Trump had already been largely alone in trying to defend the allegation, which had been angrily denied by Obama and former aides like James Clapper, who was the nation’s top spy during the previous administration.

On Wednesday, House Intelligence Committee Chair Devin Nunes — a devoted Trump ally and defender — flatly said that “clearly the president was wrong” if you take his tweets about Obama’s wiretapping “literally.”

“I don’t think there was an actual tap of Trump Tower,” Nunes said.

There is one person, and so far only one person, who still adamant that those taps took place: Trump himself.

The president won’t back down, no matter how many people say he’s lying

The new president has a decades-long record of refusing to back down in public battles or acknowledge that he had uttered falsehoods or outright lies. He’s sticking with that practice now despite the fact that it has caused him weeks of bad press and distracted from his ambitious efforts to slash the federal budget or pass an unpopular health care reform plan.
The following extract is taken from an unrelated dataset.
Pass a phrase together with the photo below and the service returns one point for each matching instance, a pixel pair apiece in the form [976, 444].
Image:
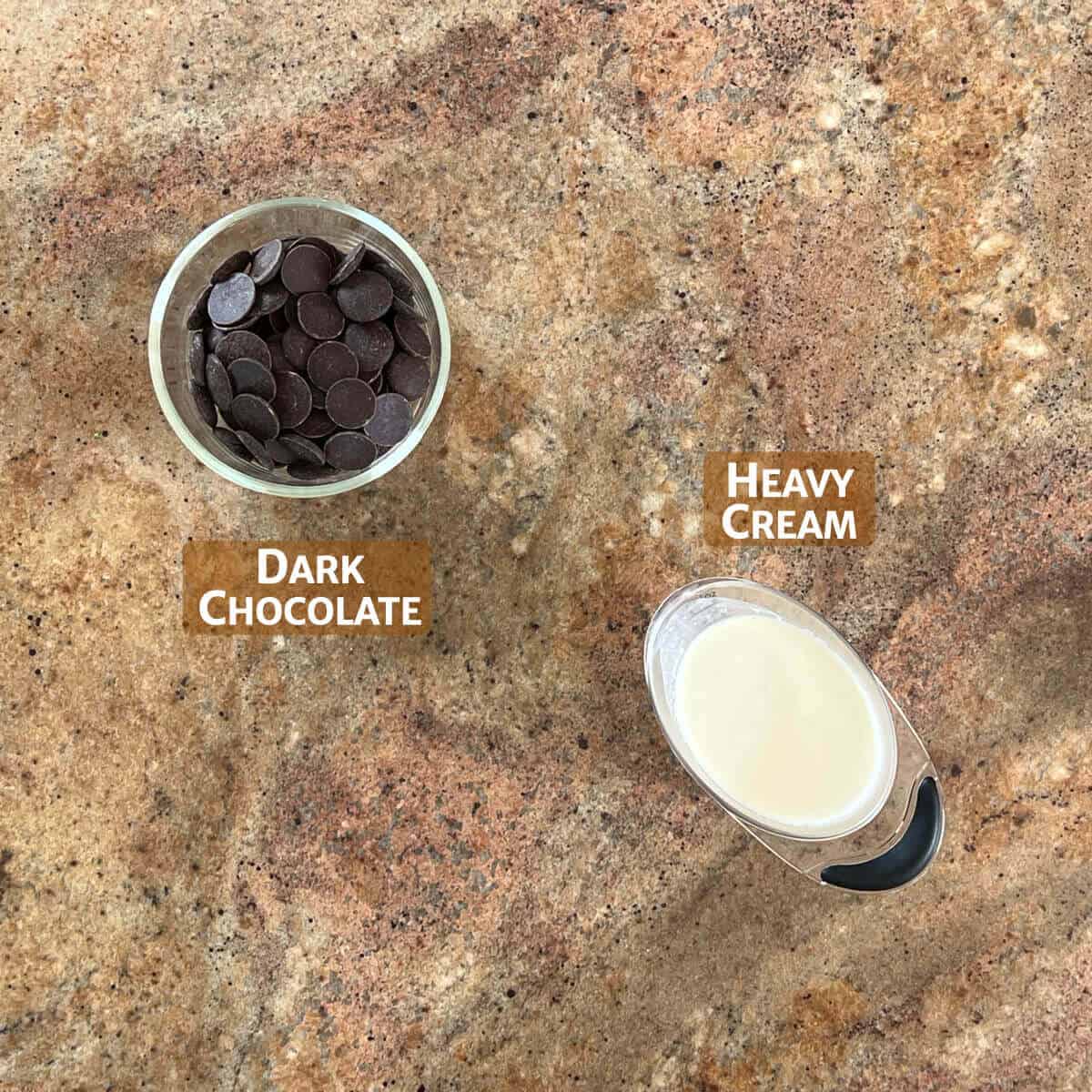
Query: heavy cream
[784, 727]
Pressed to substantiate the claim during an interview with Fox News host Tucker Carlson, the president said this:

Well, I've been reading about things. I read in, I think it was January 20, a New York Times article where they were talking about wiretapping. There was an article, I think they used that exact term. I read other things. I watched your friend Bret Baier the day previous where he was talking about certain very complex sets of things happening, and wiretapping. I said, “Wait a minute; there's a lot of wiretapping being talked about.” I've been seeing a lot of things.

Trump also told Carlson he had secret evidence, evidently not seen by the lawmakers charged with overseeing the nation’s spy agencies, that would somehow back up an allegation now denied by all Republicans of any stature and, privately, FBI Director James Comey.

In the interview, the president said he would “be submitting things before the committee very soon that hasn’t been submitted as of yet” and that “you’re going to find some very interesting items coming to the forefront over the next two weeks.”

Trump has made promises like that before — think back to his baseless claim years ago, during the height of Trump’s birther lie, to have investigators in Hawaii looking for dirt on Obama — only to quietly back away and try to let the charges disappear.

That worked when he a reality-show star. That largely worked during the campaign. But he’s now the president, and it’s not at all clear that it will work. This may be one lie that Trump has to own.